No price is demanded, the Saviour is here,

Salvation is purchased, redemption is free.”

The sun was hanging low in the West; dark and threatening banks of lead-colored clouds were moving slowly across the heavens; the distant muttering of thunder, and quick and piercing flashes of lightning, bade me prepare for the approaching storm. In circumstances like these, I was riding slowly along the banks of a canal, when my attention was attracted by the appearance of a small house, which sat just above my head, on a little eminence.
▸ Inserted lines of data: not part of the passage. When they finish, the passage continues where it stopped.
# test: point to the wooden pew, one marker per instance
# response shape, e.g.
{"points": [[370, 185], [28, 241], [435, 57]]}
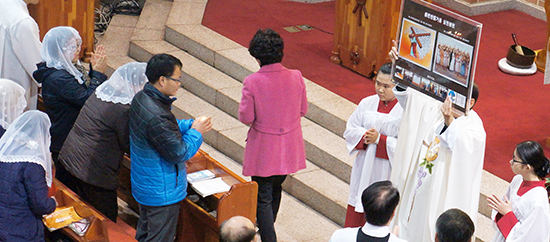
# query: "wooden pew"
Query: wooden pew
{"points": [[100, 229], [196, 223]]}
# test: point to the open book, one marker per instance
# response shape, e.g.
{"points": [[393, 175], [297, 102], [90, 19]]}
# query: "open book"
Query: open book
{"points": [[200, 176], [210, 186]]}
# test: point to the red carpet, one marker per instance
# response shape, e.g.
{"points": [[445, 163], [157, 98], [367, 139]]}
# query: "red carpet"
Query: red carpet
{"points": [[513, 108]]}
Seeing the storm was rapidly approaching, I thought it would be a good shelter from the rain.

The unhinged shutters, the broken panes of glass whose places were supplied by dirty rags, the large cracks between the logs, all told too plainly that withering poverty had there an abode. After repeated knocks at the door, a woman made her appearance. Such a human being I had never seen. She looked more like a fiend from the regions of the damned, than a living and immortal soul. Her cheek was sunken; her eye dim and staring wildly about; her hair thrown loosely over her shoulders; her feet uncovered; and her person clad in the most filthy and disgusting manner.
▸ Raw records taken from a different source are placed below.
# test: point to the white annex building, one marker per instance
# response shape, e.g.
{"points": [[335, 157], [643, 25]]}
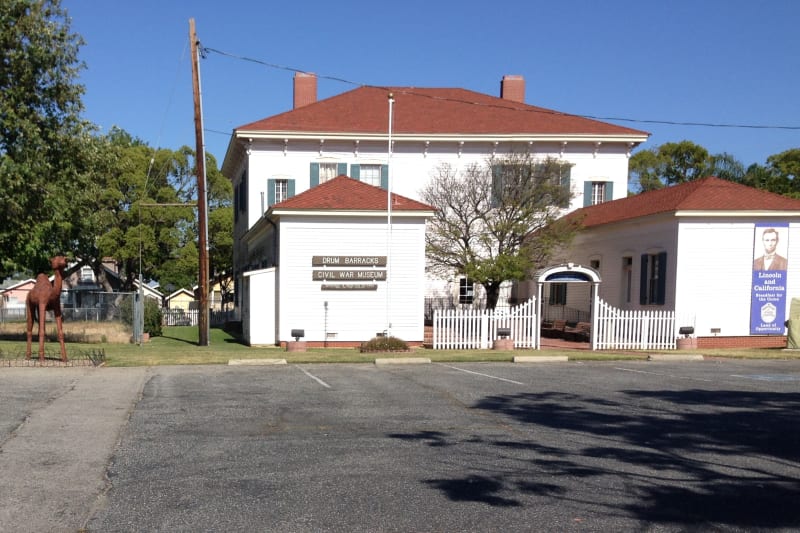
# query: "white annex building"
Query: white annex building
{"points": [[274, 159], [696, 249]]}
She did not seem accustomed to seeing strange faces, and gave me such a wild stare that my very blood chilled in my veins. There we both stood. For some moments not a word was uttered by either. I was waiting to see if she would ask me to take a seat. This she did not do; and feeling that I had a matter of more importance than politeness to attend to—her soul’s welfare—I sat down on the remains of what was once a chair, and commenced the following conversation:

“Are you a Christian?” “No.” “Do you ever expect or hope to be a Christian?” “No.” “Have you ever felt the workings of God’s Spirit upon your heart?” “Never, since a child.” “Have you at any period in your past life ever read your Bible?” “Yes, I read it when a school-girl.” “Did you not see a peculiar beauty and simplicity in it?” “I did not.” “Do you believe in the Bible?” “Yes,” she angrily replied, “I believe it to be a lie from beginning to end.” “Have you ever read any other books besides the Bible?” “I have read Bunyan’s Pilgrim’s Progress, and believe that he was as complete a liar as ever lived, and never experienced one feeling described in that book, but wrote it only to deceive the foolish common people.” “Are you, in your present situation, willing to die?” “Yes, and willing to go to hell, and stay there forever and ever!
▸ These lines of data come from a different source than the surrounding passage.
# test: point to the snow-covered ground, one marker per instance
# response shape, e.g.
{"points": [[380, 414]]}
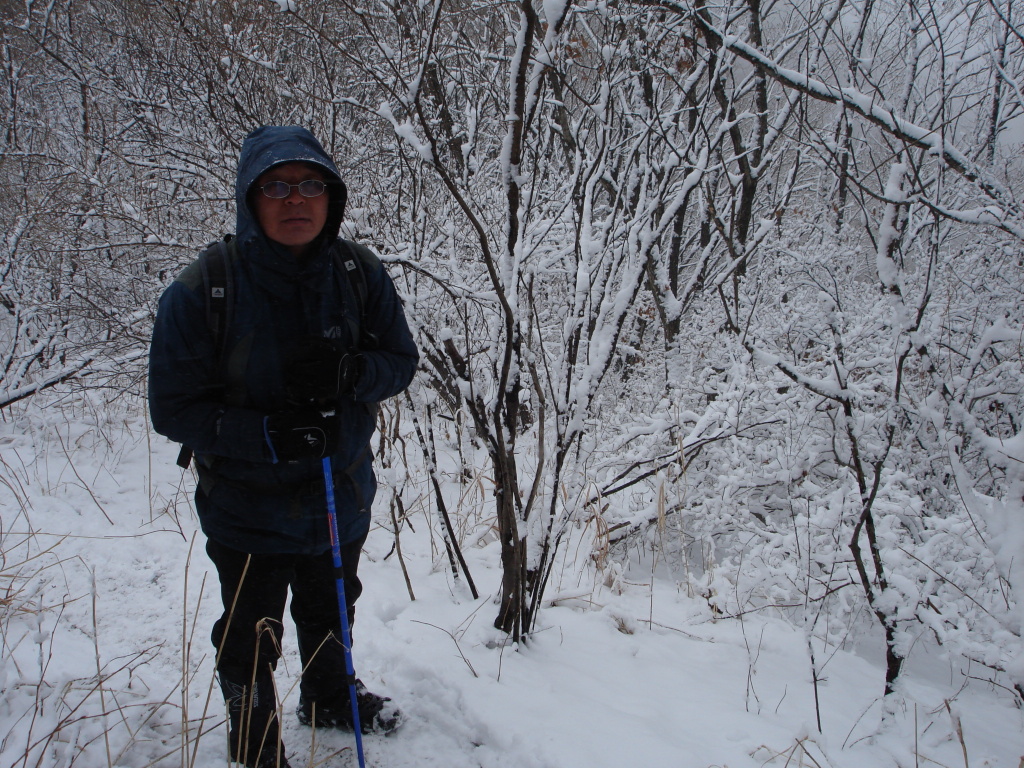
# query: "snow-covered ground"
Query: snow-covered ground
{"points": [[103, 569]]}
Giving her several tracts on infidelity, which she contemptuously threw on the floor, I invoked a Father’s blessing on her, and departed—never to meet again till we stand around the judgment-seat of Christ.

The clouds which were wandering over the heavens when I entered the house, had collected in a mass, and produced one of the most awful storms I ever witnessed in my life. The wind blew most furiously; the rain poured in torrents; peal after peal of the most deafening thunder echoed and reëchoed among the mountain crags; and flash after flash of piercing lightning darted across the heavens. But, my dear young friends, this storm did not compare, in its madness and fury, with that still more awful storm of despair and hopeless agony which was raging in the breast of her from whom I had just parted.

Dear young friends, do not put off till to-morrow the eternal interests of your immortal souls. Remember—oh, remember the terrible condition of the woman about whom I have been telling you.